February 2017

When You Can’t Judge a Bookshop by its Cover

When asked about the value of reputation, a quick answer is to ask businesses how much it would cost them if they could no longer trade under their existing brand.

It’s an over-simplification, but often proves the wider principle that reputation is a very valuable asset.

However, with the revelation that Waterstones has done exactly that, we’re left wondering if retail businesses are in the middle of an identity crisis.

Reports that Waterstones has developed a series of small concept stores designed to look like independent book shops, deliberately hiding that they are part of the Waterstones business, highlights a major reputation challenge for retail brands.

Over recent years we’ve seen a backlash against national chains taking over local high streets and forcing independent traders out of business.

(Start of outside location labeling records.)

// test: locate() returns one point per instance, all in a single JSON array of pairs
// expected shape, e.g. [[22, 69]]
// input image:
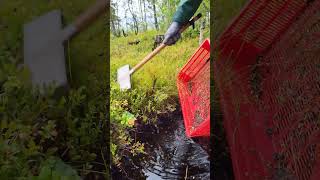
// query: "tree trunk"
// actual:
[[202, 27], [134, 17], [155, 15], [145, 16]]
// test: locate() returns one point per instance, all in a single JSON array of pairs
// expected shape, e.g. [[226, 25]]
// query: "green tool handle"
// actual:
[[162, 46]]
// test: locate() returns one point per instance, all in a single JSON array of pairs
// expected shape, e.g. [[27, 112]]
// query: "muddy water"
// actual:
[[171, 155]]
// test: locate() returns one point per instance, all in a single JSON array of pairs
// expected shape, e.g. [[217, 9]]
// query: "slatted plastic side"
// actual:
[[267, 71], [194, 92]]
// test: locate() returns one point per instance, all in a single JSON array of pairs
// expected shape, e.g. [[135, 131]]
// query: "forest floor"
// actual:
[[153, 99], [45, 137]]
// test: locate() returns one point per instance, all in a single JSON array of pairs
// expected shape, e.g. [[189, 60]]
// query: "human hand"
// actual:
[[173, 34]]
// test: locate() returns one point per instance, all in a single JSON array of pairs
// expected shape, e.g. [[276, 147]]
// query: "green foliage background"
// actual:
[[45, 137]]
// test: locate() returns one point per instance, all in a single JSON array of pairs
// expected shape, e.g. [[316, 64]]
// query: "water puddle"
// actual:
[[171, 155]]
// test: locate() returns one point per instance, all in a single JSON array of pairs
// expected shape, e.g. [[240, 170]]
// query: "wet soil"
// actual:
[[170, 154]]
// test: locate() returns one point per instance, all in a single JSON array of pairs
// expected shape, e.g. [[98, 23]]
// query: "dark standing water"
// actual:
[[170, 154]]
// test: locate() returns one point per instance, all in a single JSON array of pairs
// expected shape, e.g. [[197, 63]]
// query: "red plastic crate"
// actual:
[[193, 84], [267, 69]]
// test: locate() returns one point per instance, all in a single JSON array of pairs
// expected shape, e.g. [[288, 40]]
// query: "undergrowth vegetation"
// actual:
[[154, 93], [49, 136]]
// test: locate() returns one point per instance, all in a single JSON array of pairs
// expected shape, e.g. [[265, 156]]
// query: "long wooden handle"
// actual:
[[85, 19], [162, 46]]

It’s not unusual to hear of residents taking to the streets to try to keep their towns independent. 

We will be watching the response to Waterstones' venture with interest.  Will shoppers boycott stores out of principle now that the truth is out?  Or will Waterstone’s experiment work – indicating that the major objection is one of local image rather than identity?

Waterstones’ chief executive is banking on the latter, also hoping that some of the independent ethos will rub off on his staff.

Speaking to the BBC he commented:

"We're coming into quite sensitive High Streets, ones predominantly with independent retailers on them, and we wish to behave as they do.

"Part of the reason that we do it is to convince our own booksellers that they have the autonomy that they do have.

"I think I have always acted and worked as an independent book seller and I would love for everyone who works for me does so likewise."